Setzt «1917» nun zum Spurt im Oscar-Rennen an? Was passiert mit «The Irishman»? Fragen, Fragen, Fragen ...
Nach den Golden Globes stellt sich allen Filmfans und der gesamten Branchenpresse wieder einmal die Frage: "Wie ernst nehmen wir das denn jetzt bitte?" Denn einerseits werden die Golden Globes von der breiten Öffentlichkeit massiv in ihrem Status als Oscar-Indikator überschätzt. Die Globes sind ein Glitz-and-Glamour-Award einer fast hundertköpfigen Pressevereinigung, die Academy Awards dagegen werden von Tausenden Filmschaffenden gewählt. Und da zahlreiche der Berufsgruppierungen, die beim Oscar repräsentiert werden, ihre eigenen Gewerkschaftspreise haben und es deutliche Überschneidungen zwischen den Wahlberechtigten bei den Gildenpreisen und den Academy Awards gibt, sind die Gewerkschaftspreise die
wahren, wichtigen Indikatoren.
Dessen ungeachtet: Die Globes sind eine prestigeträchtige und viel beachtete Preisverleihung, die obendrein mitten während des Oscar-Nominierungsprozesses stattfindet. Dadurch haben die Globes Einfluss darauf, welche Filme den Stimmberechtigten ganz frisch in Erinnerung gerufen werden – und im Rahmen von Globes-Partys oder aber auch durch mitreißende Dankesreden lassen sich womöglich Unentschlossene auf dem allerletzten Meter von einem ihrer Favoriten um den Finger wickeln. Gerade dieses Jahr könnte das durchaus von Bedeutung sein (welche Narrative sich hier gerade wirklich entwickelt, weiß die Oscar-Geschichtsschreibung sowieso erst, nachdem der letzte Academy-Umschlag des Jahres geöffnet wurde): Laut zahlreichen Brancheninsidern wurden sich dieses Jahr erst in letzter Sekunde viele Academy-Mitglieder dessen bewusst, dass gerade Zeit für's Nominieren ist.
Soll heißen: Globes-Gewinner wie Sam Mendes fesselnder Weltkriegsfilm
«1917», der so gestaltet ist, als würden wir in einer langen Plansequenz und unmittelbar die unfassbaren Leiden zweier Soldaten miterleben, könnten durch die Preisgala an Zugkraft gewonnen haben. Man muss nämlich bedenken, dass «1917» sehr spät im Oscar-Rennen gestartet ist und daher bislang von vereinzelten Experten nur eine geringe Chance ausgerechnet bekommen haben – denn was nur wenige Leute gesehen haben, kann auch nur von wenigen gewählt werden. Da «1917» aber sogleich zwei Globes abgeräumt hat (den für das beste Drama und den für die beste Regie) kramen womöglich nun einige Academy-Mitglieder in ihrem Stapel mit Screenern und ziehen den Film raus, um nachzugucken, was der Hype denn nun soll.

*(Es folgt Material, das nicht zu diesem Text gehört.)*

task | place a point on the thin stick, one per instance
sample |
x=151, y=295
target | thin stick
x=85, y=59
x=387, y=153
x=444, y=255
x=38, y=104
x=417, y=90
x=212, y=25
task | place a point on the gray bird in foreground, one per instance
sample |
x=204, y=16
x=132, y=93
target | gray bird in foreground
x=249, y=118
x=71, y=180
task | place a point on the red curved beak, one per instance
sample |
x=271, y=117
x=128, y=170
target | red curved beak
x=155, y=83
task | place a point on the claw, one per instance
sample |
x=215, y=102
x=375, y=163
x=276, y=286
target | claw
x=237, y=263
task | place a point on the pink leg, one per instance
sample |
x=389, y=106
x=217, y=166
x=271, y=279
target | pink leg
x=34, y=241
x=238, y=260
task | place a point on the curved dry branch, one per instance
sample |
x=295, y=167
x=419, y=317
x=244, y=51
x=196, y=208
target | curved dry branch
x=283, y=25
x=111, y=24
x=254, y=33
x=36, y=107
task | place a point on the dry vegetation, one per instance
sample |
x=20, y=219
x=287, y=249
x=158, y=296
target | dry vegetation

Nüchterner betrachtet spricht der «1917»-Sieg aber auch noch eine Sprache: Sam Mendes' Film ist ein filmtechnisch beeindruckender und emotional aufwühlender Film, hat aber nicht den Glanz und Glamour eines "Martin Scorsese hat die Speerspitze des Gangsterkinos wiedervereint" («The Irishman») oder einer immens erfolgreichen Comicadaption («Joker»). Diese beiden Titel wären näher liegende Globe-Gewinner gewesen – wenn «1917» also schon bei der Hollywood Foreign Press Association so durch die Decke ging, wie sehr muss der Film dann erst bei der Academy funktionieren, die eher auf seiner Wellenlänge liegen dürfte?
Ansonsten: Taron Egerton, dem pessimistischere Stimmen bislang zugetraut haben, bei den Oscar-Nominierungen übergangen zu werden, sollte seine Position durch den Globes-Gewinn für
«Rocketman» gestärkt haben und wer bisher
«Mister Link» in seiner Oscar-Prognose für den besten Animationsfilm nicht auf dem Schirm hatte, dürfte die Stop-Motion-Produktion nun nach ihrem Sieg wohl wieder in die Nominierungen packen.
Pessimistischer aus dem Wochenende werden dagegen die Fans von
«Knives Out» gehen: Als mit Stars bespickter Krimi ist Rian Johnsons globaler Hit wie gemacht für die Globes – wenn die HFPA dem Film also schon keinen Preis gönnt, stehen die Chancen für eine überraschend große Präsenz bei den Oscar-Nominierungen eher mau. Aber was soll's:
Offenbar wird Benoit Blanc eine zweite Chance erhalten.